Investing.com — The Japanese yen fell further on Thursday, with the USD/JPY pair rising to its highest points in 38 years while surpassing previous levels that traders believed would attract Japanese government intervention.
The yen pair, which measures the number of yen needed to buy one dollar, rose to 160.81 yen in morning trading, reaching its highest level since 1986.
The pair was trading at 160.56 yen by 20:33 EST (00:33 GMT).
The yen’s weakness came despite Japanese officials warning this week that they would intervene in the event of “excessive” volatility in the currency market.
Traders were assuming that the authorities would intervene after the USD/JPY broke the 160 level, given that they did so in May, selling billions of dollars and buying yen en masse to support the currency.
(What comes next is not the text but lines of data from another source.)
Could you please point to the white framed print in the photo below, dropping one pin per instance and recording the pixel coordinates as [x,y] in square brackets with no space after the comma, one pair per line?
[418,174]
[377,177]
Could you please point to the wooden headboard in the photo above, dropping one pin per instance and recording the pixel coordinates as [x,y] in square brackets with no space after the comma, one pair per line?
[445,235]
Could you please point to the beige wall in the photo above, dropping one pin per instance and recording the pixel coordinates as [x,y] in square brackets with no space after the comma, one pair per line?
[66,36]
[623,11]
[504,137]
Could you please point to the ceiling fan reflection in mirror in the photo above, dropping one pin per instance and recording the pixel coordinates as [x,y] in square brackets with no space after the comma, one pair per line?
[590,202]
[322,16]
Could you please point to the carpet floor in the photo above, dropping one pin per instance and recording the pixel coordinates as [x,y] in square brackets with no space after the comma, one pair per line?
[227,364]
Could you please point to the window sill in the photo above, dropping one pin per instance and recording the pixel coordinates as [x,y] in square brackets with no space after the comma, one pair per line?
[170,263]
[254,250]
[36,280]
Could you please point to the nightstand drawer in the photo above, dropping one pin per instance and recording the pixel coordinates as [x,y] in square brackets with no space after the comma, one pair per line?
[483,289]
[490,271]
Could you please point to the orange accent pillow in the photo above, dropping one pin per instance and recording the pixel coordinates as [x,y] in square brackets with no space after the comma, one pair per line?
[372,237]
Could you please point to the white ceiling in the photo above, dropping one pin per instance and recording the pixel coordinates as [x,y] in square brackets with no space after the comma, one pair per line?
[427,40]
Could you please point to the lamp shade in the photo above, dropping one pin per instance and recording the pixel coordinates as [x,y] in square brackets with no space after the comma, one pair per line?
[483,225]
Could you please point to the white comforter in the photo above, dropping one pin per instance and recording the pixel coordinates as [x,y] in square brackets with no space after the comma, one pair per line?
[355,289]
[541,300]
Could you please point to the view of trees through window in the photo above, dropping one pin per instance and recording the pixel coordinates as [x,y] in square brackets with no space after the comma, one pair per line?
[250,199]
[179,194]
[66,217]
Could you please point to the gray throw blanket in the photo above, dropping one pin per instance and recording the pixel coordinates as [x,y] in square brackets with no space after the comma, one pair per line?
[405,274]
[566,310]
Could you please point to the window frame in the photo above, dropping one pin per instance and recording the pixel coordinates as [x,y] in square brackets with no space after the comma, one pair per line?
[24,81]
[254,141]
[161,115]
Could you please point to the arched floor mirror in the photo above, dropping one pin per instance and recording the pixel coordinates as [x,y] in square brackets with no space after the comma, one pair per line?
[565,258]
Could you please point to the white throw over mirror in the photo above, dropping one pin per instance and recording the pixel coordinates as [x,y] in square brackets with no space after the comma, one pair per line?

However, the movement of the USDJPY pair so far indicates that no supportive measures have been taken.
The yen’s latest bout of weakness comes after dovish signals from the Bank of Japan at its meeting earlier in June. A lack of clarity on when and how the central bank plans to tighten policy has kept traders short the Japanese currency.
Weakness in the Japanese economy has also cast doubt on the Bank of Japan’s ability to tighten policy and raise interest rates further, following their historic hike in March.
However, recent economic data showed some improvement in the economy. May retail sales data came in stronger than expected, thanks to higher wages.
The Bank of Japan expects rising wages to boost consumption in the coming months, which could give the central bank some room to tighten policy further.
But the biggest pressure point on the yen is the possibility of higher US interest rates. The widening gap between US and Japanese interest rates, which was in negative territory until March, kept traders largely biased towards the dollar and short of the yen.